Eventually he rang for his A.D.C. Telling the young officer that he wished not to be disturbed until he signified otherwise, he went to share his trouble with his wife. Fiona was always a soothing influence in times of real trouble, and she did not fail him on this occasion. He was glad of her arms around him, of her repeated and insistent assurances that he need not blame himself and that he was big enough to disregard entirely a vicious woman’s tongue.
‘Not vicious, Fiona,’ he said unhappily. ‘Worried — as we are. It was that that made her say those things. I do believe she does love the boy — or thinks she does.’
‘Thinks, possibly. But as a fact, it’s nonsense.’ She kissed him. ‘Forget the whole thing, Iain darling. As for me, I’ve nothing but contempt for that woman now. She ought to be horsewhipped out of India!’
She looked like an angry monarch, her husband thought, as imperiously angry as Boadicea hurling her chariot against the Roman legions.
*
Back in Peshawar, almost at her wits’ end now, in abject misery of spirit, Mary rang for her servant and abruptly ordered him to prepare a chota peg. Not normally a solitary drinker, she needed one badly now. The journey alone had been terrible, a hideous ordeal for a woman alone of slow, swaying railway coaches and jolting bullock carts, of heat and dust and flies and demanding beggars and occasionally the ghastly ring of the leper’s bell.
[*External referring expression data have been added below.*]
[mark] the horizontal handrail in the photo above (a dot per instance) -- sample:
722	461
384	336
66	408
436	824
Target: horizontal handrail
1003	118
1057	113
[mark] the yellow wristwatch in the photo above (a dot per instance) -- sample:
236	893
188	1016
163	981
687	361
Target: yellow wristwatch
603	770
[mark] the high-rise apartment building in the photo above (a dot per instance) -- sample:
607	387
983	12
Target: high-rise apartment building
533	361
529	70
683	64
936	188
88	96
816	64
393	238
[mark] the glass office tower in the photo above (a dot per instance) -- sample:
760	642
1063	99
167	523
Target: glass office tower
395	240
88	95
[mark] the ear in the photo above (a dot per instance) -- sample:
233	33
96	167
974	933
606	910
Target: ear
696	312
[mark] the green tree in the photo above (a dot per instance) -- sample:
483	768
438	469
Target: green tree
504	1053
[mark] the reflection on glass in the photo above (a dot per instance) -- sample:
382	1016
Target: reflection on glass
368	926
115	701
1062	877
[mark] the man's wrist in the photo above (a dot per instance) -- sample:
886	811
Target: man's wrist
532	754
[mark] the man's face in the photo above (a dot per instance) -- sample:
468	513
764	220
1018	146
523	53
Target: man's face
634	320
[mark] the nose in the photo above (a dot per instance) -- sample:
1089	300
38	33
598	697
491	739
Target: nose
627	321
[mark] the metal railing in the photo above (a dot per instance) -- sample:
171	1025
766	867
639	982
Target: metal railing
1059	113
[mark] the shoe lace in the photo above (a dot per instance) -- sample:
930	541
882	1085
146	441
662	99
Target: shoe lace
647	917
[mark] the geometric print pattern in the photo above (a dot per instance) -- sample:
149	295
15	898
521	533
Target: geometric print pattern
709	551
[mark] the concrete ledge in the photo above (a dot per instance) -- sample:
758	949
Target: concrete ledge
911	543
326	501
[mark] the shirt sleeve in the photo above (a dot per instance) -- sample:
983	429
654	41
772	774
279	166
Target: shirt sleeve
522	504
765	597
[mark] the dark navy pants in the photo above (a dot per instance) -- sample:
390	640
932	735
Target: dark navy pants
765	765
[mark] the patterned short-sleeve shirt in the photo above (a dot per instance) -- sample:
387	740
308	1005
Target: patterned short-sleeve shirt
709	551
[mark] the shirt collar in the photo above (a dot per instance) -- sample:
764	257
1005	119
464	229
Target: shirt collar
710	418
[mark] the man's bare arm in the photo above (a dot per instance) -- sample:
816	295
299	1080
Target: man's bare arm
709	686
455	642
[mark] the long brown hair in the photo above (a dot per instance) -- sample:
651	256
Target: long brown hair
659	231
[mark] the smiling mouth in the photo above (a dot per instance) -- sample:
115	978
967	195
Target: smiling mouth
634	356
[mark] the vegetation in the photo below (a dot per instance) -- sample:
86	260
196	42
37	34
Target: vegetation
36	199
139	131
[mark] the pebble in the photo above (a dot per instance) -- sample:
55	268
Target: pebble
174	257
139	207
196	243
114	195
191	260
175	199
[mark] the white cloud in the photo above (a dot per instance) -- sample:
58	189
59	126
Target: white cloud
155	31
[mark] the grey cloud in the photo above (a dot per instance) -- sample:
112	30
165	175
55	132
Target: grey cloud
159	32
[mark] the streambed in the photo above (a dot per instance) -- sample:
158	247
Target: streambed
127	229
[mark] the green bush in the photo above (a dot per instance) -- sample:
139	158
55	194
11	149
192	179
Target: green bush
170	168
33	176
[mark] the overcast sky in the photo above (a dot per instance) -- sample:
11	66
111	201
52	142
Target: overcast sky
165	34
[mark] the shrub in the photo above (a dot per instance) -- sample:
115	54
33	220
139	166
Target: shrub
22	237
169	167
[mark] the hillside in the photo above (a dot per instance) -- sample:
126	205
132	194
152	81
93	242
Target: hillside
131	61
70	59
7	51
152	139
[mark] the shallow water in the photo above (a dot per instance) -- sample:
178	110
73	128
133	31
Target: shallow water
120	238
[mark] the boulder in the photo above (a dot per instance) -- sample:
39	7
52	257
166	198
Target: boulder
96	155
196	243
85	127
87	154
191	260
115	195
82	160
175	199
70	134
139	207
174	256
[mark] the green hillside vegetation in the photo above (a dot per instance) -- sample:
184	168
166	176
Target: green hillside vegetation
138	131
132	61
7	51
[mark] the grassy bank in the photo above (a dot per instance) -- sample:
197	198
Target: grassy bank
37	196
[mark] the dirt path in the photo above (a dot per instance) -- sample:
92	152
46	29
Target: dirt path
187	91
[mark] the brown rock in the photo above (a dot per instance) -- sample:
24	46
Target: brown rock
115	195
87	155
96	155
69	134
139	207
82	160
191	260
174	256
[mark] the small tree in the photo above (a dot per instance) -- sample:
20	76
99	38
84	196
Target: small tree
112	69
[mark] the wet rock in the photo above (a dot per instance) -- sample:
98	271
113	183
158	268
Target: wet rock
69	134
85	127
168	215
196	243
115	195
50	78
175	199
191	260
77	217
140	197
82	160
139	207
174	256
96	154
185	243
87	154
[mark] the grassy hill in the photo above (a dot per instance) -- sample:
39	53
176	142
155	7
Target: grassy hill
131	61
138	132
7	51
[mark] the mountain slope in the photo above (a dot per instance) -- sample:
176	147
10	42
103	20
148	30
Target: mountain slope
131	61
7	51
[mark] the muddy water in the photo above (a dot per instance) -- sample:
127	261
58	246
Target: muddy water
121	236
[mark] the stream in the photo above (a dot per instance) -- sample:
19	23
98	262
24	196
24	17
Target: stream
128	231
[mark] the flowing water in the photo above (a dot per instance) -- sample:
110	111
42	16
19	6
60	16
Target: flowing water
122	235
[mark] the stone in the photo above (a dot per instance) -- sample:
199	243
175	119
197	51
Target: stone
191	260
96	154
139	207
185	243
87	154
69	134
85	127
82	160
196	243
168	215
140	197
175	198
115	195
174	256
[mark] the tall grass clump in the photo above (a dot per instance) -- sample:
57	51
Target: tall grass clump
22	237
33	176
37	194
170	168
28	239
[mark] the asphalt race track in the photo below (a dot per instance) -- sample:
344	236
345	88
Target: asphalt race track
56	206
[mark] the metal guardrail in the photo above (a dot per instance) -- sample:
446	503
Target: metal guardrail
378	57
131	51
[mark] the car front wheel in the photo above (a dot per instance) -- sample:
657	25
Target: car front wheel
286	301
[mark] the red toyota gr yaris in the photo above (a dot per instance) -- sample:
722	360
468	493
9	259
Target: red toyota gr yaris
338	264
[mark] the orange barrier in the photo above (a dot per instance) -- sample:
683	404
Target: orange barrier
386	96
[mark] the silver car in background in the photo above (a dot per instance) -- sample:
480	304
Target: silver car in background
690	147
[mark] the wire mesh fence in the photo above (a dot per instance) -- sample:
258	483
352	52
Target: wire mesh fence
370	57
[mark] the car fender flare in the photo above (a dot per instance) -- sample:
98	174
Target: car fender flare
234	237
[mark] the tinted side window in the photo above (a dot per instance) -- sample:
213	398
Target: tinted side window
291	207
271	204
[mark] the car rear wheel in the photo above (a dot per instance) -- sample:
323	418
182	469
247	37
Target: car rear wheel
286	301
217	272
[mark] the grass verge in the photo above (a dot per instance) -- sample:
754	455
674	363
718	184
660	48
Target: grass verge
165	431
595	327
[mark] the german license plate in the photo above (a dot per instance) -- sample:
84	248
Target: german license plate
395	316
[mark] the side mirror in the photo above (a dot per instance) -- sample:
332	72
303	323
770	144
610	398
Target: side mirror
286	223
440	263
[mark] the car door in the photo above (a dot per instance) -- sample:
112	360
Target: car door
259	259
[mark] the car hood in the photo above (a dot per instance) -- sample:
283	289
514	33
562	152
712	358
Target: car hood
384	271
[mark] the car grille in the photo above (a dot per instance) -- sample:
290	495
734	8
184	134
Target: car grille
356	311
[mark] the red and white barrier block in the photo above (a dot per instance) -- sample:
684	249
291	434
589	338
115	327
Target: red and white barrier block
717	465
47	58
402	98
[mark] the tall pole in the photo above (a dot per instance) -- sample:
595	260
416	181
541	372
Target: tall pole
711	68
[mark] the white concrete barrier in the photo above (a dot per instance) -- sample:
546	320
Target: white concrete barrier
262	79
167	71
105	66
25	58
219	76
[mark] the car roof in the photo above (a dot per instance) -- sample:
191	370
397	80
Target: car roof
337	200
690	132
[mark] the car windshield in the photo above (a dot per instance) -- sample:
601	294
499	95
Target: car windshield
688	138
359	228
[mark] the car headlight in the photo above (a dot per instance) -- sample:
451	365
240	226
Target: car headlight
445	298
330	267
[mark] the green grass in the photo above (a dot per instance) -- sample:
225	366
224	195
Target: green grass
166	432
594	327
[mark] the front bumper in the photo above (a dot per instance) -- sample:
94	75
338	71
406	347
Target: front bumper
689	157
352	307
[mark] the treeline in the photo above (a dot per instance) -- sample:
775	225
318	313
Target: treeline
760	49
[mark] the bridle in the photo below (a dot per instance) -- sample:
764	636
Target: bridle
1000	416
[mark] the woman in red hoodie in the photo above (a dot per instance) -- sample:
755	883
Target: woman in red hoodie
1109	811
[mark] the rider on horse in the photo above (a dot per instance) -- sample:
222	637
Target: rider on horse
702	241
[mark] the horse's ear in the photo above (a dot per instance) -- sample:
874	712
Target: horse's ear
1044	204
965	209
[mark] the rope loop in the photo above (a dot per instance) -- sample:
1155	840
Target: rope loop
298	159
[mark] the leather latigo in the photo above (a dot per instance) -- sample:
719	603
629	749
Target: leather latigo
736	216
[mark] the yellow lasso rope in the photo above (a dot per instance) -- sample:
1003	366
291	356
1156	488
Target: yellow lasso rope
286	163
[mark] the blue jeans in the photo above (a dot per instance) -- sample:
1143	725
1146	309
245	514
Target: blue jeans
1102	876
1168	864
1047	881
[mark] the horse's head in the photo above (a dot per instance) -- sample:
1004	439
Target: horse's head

She was physically exhausted and mentally drained and when the whisky was brought she clutched at the glass avidly and threw the contents down her throat.
‘Another,’ she said.
‘As the memsahib wishes.’ The servant, an elderly man who had for many years been house-boy to a succession of British military families, looked at his young mistress in some concern. He had seen the results of whisky and gin on Western women and a start was a start, whatever the stress that brought it on, and there was undoubtedly stress here. But it was none of his business and memsahibs in his experience did not welcome servants getting above themselves. So he said nothing, but prepared another chota peg.